I sat on the grass and rested, was a rough week. About the most I interjected was cleaning off the steps.  I stay out of other photographers ways when they are working.  Previous shoot Susan had, the photographer was a paranoid sob, so I went and shot waterfalls and creeks while they worked.


----------



## morph4me (Jun 12, 2009)

seasoned said:


> Two different sentences, first your work is awesome
> 
> 
> 
> ...


 
Oh, I thought the "Nice job, Bob" was for convincing Susan to marry him. :uhyeah:


----------



## Matthew McMullen (Jun 12, 2009)

Very nice work Shelley I was there and the pictures even look better than when they were being taken


----------



## ShelleyK (Jun 12, 2009)

:O you were there??? When?? Where??


----------



## Bob Hubbard (Jun 12, 2009)

Matthew McMullen said:


> Very nice work Shelley I was there and the pictures even look better than when they were being taken


Wrong shoot.  These were shot last week.


----------



## Bob Hubbard (Jun 12, 2009)

ShelleyK said:


> :O you were there??? When?? Where??


Matt's a master of disguise.


----------



## Tensei85 (Jun 12, 2009)

Awesome photos!
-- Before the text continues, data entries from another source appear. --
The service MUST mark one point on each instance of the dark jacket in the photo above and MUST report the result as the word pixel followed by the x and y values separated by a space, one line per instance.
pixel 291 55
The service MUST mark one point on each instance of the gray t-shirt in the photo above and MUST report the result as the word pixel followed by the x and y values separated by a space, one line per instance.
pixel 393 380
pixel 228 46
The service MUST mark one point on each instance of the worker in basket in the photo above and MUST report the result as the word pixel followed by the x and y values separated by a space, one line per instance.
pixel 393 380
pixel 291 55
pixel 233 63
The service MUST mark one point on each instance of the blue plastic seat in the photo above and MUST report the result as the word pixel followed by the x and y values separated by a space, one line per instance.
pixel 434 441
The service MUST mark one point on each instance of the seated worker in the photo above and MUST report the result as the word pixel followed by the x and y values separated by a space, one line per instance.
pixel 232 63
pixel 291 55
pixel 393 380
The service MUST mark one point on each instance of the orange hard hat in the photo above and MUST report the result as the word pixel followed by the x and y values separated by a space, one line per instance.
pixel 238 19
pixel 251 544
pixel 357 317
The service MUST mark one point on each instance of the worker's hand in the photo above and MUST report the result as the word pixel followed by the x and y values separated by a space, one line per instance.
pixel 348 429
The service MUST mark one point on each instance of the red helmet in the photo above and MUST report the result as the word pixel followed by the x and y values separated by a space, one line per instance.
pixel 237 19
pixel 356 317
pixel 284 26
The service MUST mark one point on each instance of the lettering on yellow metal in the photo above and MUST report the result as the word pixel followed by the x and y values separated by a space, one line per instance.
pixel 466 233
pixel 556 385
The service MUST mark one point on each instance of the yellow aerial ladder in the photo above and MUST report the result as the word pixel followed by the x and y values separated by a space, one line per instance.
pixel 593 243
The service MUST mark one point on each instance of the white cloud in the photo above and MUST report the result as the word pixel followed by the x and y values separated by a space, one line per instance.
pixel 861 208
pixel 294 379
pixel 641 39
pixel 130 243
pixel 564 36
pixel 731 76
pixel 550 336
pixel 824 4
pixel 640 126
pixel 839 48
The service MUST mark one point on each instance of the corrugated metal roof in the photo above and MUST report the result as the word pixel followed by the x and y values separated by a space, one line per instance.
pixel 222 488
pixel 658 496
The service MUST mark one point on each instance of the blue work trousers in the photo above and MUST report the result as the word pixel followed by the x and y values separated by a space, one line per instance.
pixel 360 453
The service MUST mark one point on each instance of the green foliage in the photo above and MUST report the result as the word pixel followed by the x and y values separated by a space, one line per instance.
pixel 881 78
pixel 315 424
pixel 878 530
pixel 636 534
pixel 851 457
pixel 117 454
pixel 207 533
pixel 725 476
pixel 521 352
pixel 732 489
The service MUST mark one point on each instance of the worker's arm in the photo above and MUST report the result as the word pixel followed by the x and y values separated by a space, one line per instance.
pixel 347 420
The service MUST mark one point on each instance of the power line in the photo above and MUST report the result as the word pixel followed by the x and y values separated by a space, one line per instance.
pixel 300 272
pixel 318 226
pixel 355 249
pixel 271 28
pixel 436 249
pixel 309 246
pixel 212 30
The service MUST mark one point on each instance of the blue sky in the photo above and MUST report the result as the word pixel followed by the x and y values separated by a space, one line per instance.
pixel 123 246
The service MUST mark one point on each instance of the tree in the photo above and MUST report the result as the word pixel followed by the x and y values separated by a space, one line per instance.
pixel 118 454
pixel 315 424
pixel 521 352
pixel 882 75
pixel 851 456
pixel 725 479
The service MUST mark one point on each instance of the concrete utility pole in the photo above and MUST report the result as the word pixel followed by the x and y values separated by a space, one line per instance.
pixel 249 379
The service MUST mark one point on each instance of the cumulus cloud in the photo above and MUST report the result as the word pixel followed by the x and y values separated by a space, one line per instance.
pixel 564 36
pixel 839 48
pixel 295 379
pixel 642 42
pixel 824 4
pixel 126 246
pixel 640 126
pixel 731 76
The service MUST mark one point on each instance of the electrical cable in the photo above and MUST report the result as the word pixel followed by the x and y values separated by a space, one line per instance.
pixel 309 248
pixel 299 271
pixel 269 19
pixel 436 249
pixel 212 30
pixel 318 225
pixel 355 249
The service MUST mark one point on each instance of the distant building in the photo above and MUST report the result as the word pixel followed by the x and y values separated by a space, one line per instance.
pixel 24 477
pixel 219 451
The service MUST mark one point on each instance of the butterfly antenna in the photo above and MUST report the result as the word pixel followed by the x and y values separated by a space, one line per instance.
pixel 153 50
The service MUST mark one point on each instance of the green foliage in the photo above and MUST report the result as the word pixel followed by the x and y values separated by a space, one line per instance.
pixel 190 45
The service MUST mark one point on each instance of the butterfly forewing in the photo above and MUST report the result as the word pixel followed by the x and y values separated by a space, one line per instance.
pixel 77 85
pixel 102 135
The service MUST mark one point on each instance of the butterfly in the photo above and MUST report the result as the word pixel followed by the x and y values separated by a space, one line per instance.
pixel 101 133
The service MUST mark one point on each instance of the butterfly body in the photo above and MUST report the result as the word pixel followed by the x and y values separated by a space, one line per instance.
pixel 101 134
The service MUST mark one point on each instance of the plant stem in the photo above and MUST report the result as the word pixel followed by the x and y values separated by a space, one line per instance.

Your portfolio really looks like a masterpiece! For what its worth coming from an average Joe I'm impressed. Keep up the great artwork.


----------



## Tensei85 (Jun 12, 2009)

P.s. I like the last shot the best, all the rest were great though.


----------



## Tensei85 (Jun 12, 2009)

P.s.s. (last post...) Congrats Bob, wishing you all the best in the now and the future to come 
: )


----------



## ShelleyK (Jun 13, 2009)

Bob Hubbard said:


> Wrong shoot.  These were shot last week.


Thanks Bob!  i was like ...where the heck was he hiding!  Im usually pretty good at being aware of my surroundings LOL


----------



## ShelleyK (Jun 13, 2009)

Tensei85 said:


> Awesome photos! Your portfolio really looks like a masterpiece! For what its worth coming from an average Joe I'm impressed. Keep up the great artwork.



Thank you very much!!


----------



## Drac (Jun 15, 2009)

*excellent  *


----------